Amazon has asked Barclays for access to information about the accounts to which it believes that the cybercriminals sent the stolen money. These documents are necessary in order to “to investigate the fraud, identify and pursue the wrongdoers, locate the whereabouts of misappropriated funds, bring the fraud to an end and deter future wrongdoing.”

Phishing: a highly efficient criminal tactic

A fraud of such dimensions affecting the largest online platform in the world serves to highlight the scope of phishing, as well as the effects that it can have, even on the most well-known companies.

Phishing is a cybercriminal tactic that has been around ever since email was invented, and the number of victims grows every year: in 2017, 76% of companies in the world experienced a phishing attack; in 2018, it was 83%. According to Verizon, 93% of data breaches start with a phishing attack, and 95% of all cyberattacks on corporate networks stem from a phishing email. BEC (Business Email Compromise), a sophisticated, highly targeted type of phishing, cost companies in the US some $12 billion between 2013 and 2018.
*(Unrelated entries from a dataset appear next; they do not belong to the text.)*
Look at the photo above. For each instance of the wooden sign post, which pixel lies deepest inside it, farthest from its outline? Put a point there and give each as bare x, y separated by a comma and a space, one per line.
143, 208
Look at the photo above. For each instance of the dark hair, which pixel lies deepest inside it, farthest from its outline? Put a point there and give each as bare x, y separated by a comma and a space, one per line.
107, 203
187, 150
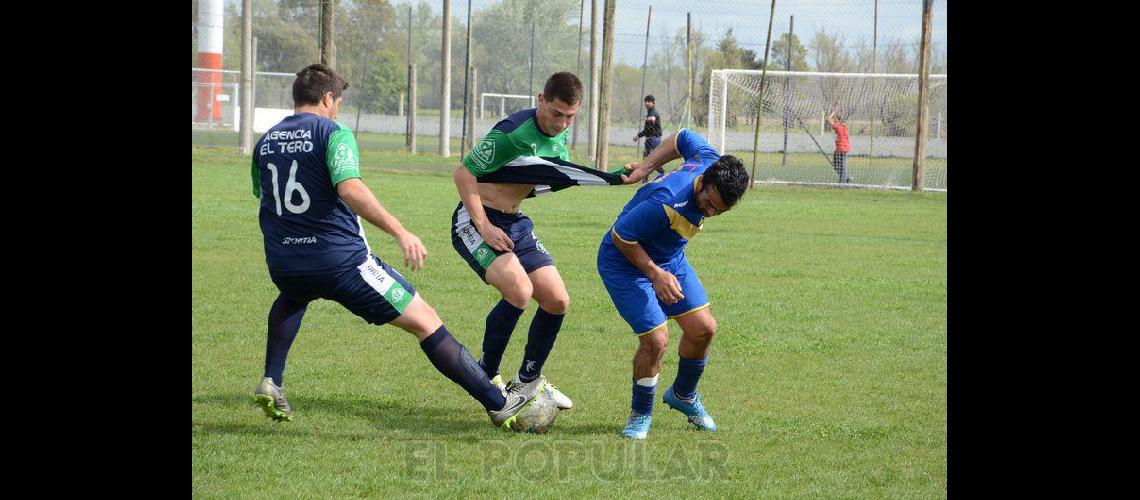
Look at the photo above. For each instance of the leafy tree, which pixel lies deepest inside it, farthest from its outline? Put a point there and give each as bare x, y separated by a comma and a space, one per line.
830, 55
779, 52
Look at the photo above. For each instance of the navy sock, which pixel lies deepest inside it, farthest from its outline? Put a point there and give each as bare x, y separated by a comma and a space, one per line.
284, 322
452, 359
544, 329
643, 399
501, 324
689, 374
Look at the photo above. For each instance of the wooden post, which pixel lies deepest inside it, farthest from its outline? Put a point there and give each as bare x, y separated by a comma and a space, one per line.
689, 66
409, 124
246, 97
413, 103
467, 117
759, 106
581, 11
923, 76
874, 64
473, 122
327, 43
649, 19
603, 119
445, 101
592, 130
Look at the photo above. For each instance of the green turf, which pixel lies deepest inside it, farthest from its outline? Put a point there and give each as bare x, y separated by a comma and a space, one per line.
827, 378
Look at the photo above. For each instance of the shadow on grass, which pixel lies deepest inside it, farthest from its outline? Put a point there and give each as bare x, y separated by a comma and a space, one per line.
383, 415
415, 417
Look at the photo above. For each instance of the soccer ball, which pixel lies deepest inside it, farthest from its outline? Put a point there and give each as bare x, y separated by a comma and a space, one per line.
538, 417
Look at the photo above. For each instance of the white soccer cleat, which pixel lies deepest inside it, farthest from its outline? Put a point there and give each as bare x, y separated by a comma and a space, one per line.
560, 400
498, 383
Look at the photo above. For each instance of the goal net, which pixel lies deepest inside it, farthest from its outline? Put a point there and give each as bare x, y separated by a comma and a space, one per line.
796, 142
502, 105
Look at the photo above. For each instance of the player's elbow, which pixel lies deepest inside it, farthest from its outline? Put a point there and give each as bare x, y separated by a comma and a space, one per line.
461, 174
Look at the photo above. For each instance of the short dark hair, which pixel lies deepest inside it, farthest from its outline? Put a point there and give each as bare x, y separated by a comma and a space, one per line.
564, 87
314, 81
729, 177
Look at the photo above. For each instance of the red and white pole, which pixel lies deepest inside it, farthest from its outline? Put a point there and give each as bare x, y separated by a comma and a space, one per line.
210, 19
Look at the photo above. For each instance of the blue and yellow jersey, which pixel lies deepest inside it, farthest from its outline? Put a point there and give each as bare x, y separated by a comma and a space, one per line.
662, 215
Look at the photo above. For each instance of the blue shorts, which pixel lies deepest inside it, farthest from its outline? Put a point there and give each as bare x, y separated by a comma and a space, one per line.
651, 142
373, 291
470, 245
634, 297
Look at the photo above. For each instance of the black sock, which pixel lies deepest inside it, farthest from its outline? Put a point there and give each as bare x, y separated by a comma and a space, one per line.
544, 329
452, 359
284, 322
501, 324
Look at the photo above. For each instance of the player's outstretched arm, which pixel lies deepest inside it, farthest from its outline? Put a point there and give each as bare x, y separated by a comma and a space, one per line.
365, 204
469, 194
662, 154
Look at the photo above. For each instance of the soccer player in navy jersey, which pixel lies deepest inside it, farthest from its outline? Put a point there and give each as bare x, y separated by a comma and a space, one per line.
643, 265
307, 173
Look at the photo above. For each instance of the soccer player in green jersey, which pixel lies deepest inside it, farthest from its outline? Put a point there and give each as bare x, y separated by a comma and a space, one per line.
498, 240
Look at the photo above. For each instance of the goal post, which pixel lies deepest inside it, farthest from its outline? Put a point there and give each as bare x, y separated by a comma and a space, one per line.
504, 104
880, 112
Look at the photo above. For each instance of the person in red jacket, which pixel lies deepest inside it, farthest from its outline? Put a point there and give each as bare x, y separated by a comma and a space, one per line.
843, 146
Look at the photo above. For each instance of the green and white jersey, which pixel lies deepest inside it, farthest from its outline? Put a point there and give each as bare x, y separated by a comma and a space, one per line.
514, 137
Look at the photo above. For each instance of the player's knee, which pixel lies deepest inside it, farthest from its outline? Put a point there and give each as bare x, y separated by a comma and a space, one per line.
559, 304
705, 333
653, 345
519, 294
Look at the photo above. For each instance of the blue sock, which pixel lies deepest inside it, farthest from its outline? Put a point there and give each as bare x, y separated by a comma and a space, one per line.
501, 324
284, 322
544, 329
643, 398
452, 359
689, 374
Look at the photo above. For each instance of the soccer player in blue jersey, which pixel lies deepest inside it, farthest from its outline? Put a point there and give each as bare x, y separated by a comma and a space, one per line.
643, 265
307, 173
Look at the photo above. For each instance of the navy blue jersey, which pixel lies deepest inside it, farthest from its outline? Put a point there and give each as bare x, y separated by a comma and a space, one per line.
307, 228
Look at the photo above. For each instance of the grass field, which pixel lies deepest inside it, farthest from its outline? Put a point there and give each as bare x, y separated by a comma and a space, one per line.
827, 378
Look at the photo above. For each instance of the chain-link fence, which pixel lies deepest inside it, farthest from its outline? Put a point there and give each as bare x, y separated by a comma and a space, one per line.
518, 43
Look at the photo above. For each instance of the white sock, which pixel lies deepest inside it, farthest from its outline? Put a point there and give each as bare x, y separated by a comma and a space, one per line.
648, 382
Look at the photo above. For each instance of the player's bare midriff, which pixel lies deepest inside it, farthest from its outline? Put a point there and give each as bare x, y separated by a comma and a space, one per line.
505, 198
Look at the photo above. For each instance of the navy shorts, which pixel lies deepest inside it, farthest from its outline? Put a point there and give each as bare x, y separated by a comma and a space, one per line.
373, 291
470, 245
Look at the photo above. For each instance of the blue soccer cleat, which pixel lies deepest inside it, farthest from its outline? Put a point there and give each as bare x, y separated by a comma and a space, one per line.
637, 426
692, 409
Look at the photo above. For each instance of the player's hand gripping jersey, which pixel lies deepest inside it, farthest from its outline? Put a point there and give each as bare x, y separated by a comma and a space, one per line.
308, 229
664, 214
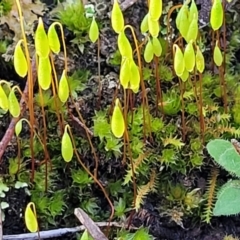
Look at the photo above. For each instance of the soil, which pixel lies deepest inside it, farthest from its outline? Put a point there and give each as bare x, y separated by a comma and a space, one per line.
161, 227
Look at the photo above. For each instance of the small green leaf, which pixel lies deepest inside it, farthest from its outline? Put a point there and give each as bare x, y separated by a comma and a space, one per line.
94, 31
228, 199
225, 154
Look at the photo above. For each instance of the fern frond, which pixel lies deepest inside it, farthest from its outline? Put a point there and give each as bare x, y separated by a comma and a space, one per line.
145, 189
210, 195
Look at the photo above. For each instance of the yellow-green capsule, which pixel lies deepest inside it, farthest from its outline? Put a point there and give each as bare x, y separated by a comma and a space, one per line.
185, 75
53, 39
44, 73
155, 9
148, 52
200, 62
135, 76
14, 106
193, 11
63, 88
66, 146
217, 55
125, 72
3, 99
117, 19
153, 26
117, 121
124, 45
144, 24
94, 31
157, 47
19, 60
216, 15
182, 20
41, 40
31, 218
179, 64
189, 57
192, 31
18, 127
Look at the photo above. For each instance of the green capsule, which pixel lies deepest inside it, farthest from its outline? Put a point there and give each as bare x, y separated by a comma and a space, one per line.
66, 146
63, 89
153, 26
53, 39
200, 62
44, 73
182, 20
217, 55
193, 11
157, 47
155, 9
41, 41
124, 76
93, 31
4, 104
216, 15
185, 75
179, 64
148, 52
117, 19
18, 127
14, 106
124, 46
117, 122
144, 24
189, 57
192, 31
20, 61
135, 76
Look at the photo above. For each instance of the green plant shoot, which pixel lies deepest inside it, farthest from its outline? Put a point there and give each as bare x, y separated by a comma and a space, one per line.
117, 122
19, 60
67, 147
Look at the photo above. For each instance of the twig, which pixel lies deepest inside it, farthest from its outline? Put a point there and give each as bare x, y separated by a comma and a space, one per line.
10, 131
89, 224
56, 232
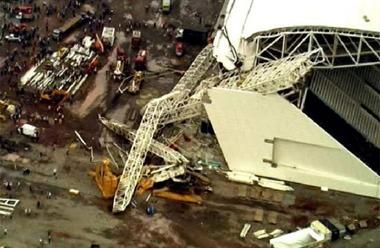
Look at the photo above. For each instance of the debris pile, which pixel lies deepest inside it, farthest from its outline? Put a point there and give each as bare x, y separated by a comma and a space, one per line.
66, 69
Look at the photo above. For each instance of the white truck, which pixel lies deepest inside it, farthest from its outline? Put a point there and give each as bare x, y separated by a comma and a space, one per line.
108, 36
29, 130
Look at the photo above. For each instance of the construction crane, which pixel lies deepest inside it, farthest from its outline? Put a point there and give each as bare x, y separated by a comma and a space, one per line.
170, 155
150, 121
183, 103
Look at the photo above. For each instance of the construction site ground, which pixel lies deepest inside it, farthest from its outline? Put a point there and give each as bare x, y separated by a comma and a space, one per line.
79, 220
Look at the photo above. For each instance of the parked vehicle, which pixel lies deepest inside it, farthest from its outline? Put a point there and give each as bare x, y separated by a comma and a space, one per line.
179, 48
29, 130
108, 36
135, 85
140, 60
166, 6
121, 61
13, 37
24, 12
136, 39
59, 33
193, 36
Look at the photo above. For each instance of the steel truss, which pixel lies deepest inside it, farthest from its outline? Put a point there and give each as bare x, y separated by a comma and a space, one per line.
266, 78
185, 101
170, 155
340, 48
150, 121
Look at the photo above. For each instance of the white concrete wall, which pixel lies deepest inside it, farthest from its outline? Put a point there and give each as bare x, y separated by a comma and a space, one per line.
304, 152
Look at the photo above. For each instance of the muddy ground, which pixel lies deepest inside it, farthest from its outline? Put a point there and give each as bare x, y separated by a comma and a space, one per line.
85, 219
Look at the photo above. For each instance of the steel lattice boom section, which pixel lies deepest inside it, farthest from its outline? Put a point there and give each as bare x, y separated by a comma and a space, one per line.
150, 121
266, 78
170, 155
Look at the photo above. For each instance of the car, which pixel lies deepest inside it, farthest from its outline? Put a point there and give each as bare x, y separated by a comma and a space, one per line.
179, 49
12, 37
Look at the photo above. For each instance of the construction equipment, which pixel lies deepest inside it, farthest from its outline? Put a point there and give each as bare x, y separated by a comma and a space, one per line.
55, 96
191, 198
93, 65
135, 85
154, 110
140, 61
99, 46
121, 63
29, 130
144, 185
108, 36
7, 110
24, 12
186, 101
136, 39
69, 25
105, 179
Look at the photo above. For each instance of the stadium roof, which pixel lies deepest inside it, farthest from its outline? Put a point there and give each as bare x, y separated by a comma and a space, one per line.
244, 18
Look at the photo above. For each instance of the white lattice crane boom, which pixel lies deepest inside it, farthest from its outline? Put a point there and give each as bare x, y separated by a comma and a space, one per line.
150, 121
266, 78
170, 155
182, 103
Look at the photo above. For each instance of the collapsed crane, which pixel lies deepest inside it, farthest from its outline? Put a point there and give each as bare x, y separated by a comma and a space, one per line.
186, 100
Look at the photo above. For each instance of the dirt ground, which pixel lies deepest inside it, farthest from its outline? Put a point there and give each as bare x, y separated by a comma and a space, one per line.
85, 219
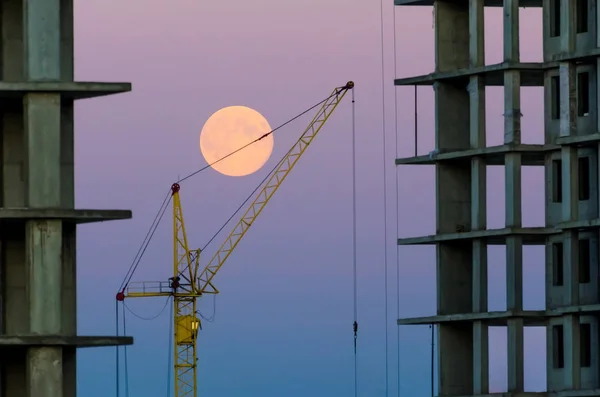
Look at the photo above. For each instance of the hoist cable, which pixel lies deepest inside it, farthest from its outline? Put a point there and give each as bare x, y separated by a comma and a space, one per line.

The importance of money in these attacks is clear when we consider the fact that six of the ten most effective phishing campaigns last year used the word “invoice” as a subject, while the other four campaigns in the top ten used terms such as “payment remittance” or “payment”.

It is vital to know how to tackle these kinds of attacks and incidents. And the first step is to make sure that employees are aware of this attack, and that they know how to identify phishing emails. Some of the key indicators that you’re dealing with a phishing attempt are:

  • A domain name used by the sender that doesn’t entirely coincide with the normal email address.
  • Spelling and grammar mistakes.
  • A different language to that normally used in communications.

So that the whole company can recognize these emails, and to ensure that everyone knows what to do when they receive one, it is a good idea to carry out phishing drills.

Another key is prudence. It is important that employees don’t open any attachment until they know for sure that the email is from a known sender, and that the file is safe.

Even if an email doesn’t have any of the “classic” indications of phishing, but still arouses suspicions, it is always best to double check its contents, especially if it is about bank transfers.

Finally, as can be said of most cybersecurity problems, the risks related to being attacked over email can be avoided with a combination of human and technological factors: common sense and employee training in order to acquire experience and prevent and detect attacks, along with the use of advanced cybersecurity platforms that have the capacity to warn of any dangers that we may have overlooked.